Well this comes as no surprize.
I have gotten much abuse here and other places for feeding my fish.
If she wants to be immature, by all means let her.
I will not lower myself down to fighting with someone over different views.

I do how ever appreciate Crozy bringing this to my attention.

I have tried to be very helpfull and respectfull to all the members here at pfury. We are a community of different people and different views. But the main thing is how someone goes about talking about something. This should have been done in a respectfull way. Then it might have been looked at differently.

And also responded too respectfully.
Taking shots at someone personally is NOT the way things should be done.

I am going to leave this at this and exactly what it is. A member voicing there views on something. But I do beleave the way it was done is not the way it should have been done..

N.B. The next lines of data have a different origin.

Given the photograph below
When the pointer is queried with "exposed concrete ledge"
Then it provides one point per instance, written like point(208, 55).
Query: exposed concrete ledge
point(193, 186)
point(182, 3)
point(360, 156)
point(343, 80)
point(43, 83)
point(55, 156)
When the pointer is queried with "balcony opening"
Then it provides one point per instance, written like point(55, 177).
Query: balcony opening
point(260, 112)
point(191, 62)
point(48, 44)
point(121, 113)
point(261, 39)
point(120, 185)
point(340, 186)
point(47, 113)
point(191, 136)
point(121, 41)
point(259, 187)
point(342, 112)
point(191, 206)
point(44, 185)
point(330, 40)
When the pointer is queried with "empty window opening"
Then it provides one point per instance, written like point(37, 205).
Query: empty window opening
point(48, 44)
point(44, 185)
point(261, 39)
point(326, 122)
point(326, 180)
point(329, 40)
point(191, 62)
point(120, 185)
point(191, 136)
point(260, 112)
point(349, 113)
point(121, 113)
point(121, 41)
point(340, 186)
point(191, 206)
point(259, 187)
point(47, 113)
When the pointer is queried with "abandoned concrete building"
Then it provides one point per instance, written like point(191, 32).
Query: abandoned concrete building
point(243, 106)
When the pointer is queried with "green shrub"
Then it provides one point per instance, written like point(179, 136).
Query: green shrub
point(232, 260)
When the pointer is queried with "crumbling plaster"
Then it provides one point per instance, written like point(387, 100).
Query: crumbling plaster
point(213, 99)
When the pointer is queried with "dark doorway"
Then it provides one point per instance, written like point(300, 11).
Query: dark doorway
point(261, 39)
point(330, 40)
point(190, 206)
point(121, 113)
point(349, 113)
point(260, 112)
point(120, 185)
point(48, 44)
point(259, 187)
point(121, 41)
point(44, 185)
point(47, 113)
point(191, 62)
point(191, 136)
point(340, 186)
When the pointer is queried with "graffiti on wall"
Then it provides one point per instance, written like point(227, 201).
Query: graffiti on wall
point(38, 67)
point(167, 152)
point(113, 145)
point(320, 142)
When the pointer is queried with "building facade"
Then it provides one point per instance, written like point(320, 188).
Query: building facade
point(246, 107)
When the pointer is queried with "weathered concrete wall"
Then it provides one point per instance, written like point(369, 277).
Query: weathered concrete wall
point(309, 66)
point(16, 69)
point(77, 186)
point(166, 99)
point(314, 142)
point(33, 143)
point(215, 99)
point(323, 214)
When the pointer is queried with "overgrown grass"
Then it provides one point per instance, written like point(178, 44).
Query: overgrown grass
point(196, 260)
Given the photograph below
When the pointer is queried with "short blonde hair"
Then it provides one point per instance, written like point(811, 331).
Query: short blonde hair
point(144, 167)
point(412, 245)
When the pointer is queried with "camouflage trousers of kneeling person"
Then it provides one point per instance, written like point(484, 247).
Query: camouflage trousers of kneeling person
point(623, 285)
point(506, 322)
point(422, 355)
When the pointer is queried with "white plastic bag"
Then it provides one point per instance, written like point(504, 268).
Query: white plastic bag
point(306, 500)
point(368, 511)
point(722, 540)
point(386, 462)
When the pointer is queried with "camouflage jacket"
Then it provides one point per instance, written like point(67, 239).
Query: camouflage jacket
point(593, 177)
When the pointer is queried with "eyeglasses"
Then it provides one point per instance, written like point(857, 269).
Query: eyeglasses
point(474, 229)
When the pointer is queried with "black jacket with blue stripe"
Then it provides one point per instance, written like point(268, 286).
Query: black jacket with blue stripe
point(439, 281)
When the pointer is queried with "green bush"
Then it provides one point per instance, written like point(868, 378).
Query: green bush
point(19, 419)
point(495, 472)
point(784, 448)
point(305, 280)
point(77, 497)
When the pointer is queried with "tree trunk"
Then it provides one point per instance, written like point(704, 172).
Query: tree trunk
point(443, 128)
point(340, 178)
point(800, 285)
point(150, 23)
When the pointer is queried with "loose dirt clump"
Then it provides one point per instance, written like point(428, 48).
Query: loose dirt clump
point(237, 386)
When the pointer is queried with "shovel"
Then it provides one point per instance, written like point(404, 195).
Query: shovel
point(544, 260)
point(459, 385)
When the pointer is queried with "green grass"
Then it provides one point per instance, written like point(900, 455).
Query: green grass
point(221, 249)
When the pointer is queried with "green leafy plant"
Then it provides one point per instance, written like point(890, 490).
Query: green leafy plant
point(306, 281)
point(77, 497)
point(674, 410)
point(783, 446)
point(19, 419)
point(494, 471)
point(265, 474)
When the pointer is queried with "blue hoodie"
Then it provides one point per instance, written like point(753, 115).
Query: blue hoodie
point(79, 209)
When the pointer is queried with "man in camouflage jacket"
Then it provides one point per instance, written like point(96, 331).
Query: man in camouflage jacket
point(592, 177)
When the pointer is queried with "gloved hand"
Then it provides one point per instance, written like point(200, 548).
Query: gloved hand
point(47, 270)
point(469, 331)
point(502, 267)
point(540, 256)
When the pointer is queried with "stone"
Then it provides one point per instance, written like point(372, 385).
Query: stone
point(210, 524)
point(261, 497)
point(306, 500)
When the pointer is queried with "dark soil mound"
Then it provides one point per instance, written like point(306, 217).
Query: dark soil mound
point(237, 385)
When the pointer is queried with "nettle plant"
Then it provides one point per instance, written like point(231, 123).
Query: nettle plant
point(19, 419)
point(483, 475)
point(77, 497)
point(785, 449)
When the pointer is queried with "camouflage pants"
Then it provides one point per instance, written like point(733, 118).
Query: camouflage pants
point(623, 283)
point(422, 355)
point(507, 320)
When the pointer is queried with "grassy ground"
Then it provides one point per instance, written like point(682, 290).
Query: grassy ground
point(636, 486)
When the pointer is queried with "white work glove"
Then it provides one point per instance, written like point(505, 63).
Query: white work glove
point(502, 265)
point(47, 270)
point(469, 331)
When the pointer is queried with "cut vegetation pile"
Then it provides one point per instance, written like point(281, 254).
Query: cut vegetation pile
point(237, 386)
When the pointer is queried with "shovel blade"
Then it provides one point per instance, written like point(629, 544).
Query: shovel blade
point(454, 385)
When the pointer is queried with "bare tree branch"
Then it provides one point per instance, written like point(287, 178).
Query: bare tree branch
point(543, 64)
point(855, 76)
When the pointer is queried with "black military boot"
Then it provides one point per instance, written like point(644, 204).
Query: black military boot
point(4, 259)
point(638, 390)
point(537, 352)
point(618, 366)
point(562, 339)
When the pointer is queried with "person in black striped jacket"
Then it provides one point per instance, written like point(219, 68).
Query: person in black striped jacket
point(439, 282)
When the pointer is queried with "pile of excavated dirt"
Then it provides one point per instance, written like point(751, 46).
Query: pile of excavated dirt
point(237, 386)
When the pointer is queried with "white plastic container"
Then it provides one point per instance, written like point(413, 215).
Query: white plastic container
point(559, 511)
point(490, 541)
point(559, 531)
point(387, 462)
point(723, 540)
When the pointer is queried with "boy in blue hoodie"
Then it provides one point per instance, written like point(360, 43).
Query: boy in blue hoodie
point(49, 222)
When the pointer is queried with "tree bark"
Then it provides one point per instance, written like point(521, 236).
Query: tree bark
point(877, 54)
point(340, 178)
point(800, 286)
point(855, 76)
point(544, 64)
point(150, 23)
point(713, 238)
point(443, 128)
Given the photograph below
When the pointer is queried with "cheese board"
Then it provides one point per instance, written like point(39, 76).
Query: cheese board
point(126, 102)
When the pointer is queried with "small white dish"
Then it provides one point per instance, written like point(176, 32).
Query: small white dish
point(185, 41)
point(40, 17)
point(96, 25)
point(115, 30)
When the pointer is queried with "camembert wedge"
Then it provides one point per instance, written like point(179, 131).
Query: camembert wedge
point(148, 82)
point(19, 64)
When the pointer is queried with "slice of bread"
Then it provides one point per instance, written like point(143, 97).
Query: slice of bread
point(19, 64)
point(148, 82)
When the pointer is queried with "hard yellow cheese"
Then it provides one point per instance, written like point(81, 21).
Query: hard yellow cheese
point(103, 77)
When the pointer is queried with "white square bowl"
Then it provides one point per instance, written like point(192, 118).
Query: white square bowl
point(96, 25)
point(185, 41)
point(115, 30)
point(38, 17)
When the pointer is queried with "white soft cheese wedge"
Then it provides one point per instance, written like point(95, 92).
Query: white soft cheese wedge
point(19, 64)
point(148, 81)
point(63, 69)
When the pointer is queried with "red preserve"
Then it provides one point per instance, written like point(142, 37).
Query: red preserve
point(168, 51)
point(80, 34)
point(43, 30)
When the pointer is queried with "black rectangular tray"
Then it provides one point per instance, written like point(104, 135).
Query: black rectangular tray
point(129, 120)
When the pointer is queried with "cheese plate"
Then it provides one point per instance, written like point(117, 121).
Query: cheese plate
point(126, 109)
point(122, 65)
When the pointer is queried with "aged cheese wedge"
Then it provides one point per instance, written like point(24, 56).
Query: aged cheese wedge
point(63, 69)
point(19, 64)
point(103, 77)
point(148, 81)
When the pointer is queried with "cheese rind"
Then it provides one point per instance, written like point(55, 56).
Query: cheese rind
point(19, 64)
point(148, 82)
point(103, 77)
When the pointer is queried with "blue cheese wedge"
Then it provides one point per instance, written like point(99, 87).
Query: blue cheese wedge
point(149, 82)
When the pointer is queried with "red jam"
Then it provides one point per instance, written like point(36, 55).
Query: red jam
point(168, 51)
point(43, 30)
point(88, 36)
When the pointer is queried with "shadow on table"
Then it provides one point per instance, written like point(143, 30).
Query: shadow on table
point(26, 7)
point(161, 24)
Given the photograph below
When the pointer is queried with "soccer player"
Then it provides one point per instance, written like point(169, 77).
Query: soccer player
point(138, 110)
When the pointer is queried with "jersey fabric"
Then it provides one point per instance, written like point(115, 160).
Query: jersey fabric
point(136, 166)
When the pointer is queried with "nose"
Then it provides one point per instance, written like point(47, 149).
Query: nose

Thanks for the support guys. please be considerate of other people when posting, even if they are wrong.

MAD


----------



## Croz (Jan 29, 2003)

yea well she was talking about pfury too. so it has to do with everyone. and it was funny


----------



## Ms_Nattereri (Jan 11, 2003)

She disgraced P-fury and its members....which is enough reason why he posted...


----------



## thePACK (Jan 3, 2003)

MAD piranhas said:


> Well this comes as no surprize.
> I have gotten much abuse here and other places for feeding my fish.
> If she wants to be immature, by all means let her.
> I will not lower myself down to fighting with someone over different views.
> ...
























..handled it like a true gentleman


----------



## thePACK (Jan 3, 2003)

i know acid has his two cents too...


----------



## sick_twistedness (Mar 16, 2003)

I like Pfury and from reading P related stuff like my P more than i used to. Hope that little focker makes it, damned petco







Anyway, I see nothing wrong with feeding rodents to fish...something has to die for something else to live fact of nature its all cool. And yeah Mads take is like god of Ptanks







People have diffrent views and beliefs...so i not say nothin on that aspect of things


----------



## HOLLYWOOD (Feb 6, 2003)

I dont know wether to laugh or cry.

Mad is an awesome person. Animals such as rats and birds often face more gruesome fate in the wild than what was shown in the video. After all Ps are predatory and if that video offends you your in the wrong hobby of keeping p's. Should be a given.


----------



## cfr3 (Feb 20, 2003)

Who cares what other people think about what you feed your fish. When I first got my fish a lot of people I knew were appalled and shocked when they realized that I planned to feed them mice. However, when I put it in the light that p's eat small animals in nature and it was essentially like watching national geographic live, people changed their minds. Feeding mice may not be the most humane thing to do, but they are in line with a p's diet in the wild. I can't tell you how many people enjoyed puffing on a bob and watching nature take its course. I was even in a fraternity and stole our pledge's pet, a hampster, and fed it to my p's. To people who have a problem with that, suck it up and keep your mouth shut. I don't care what you think.


----------



## Young Gotti (Jan 29, 2003)

She's a tree huggin hippy that's what i think!


----------



## MrsMad (Mar 24, 2003)

I would just like to say that MAD, has worked very hard on his piranha. He has spent endless hours, days and nights working on his tank. He has spent many years working hard to give him and I nice things and the one thing he has is his fish. He takes great pride in raising those fish.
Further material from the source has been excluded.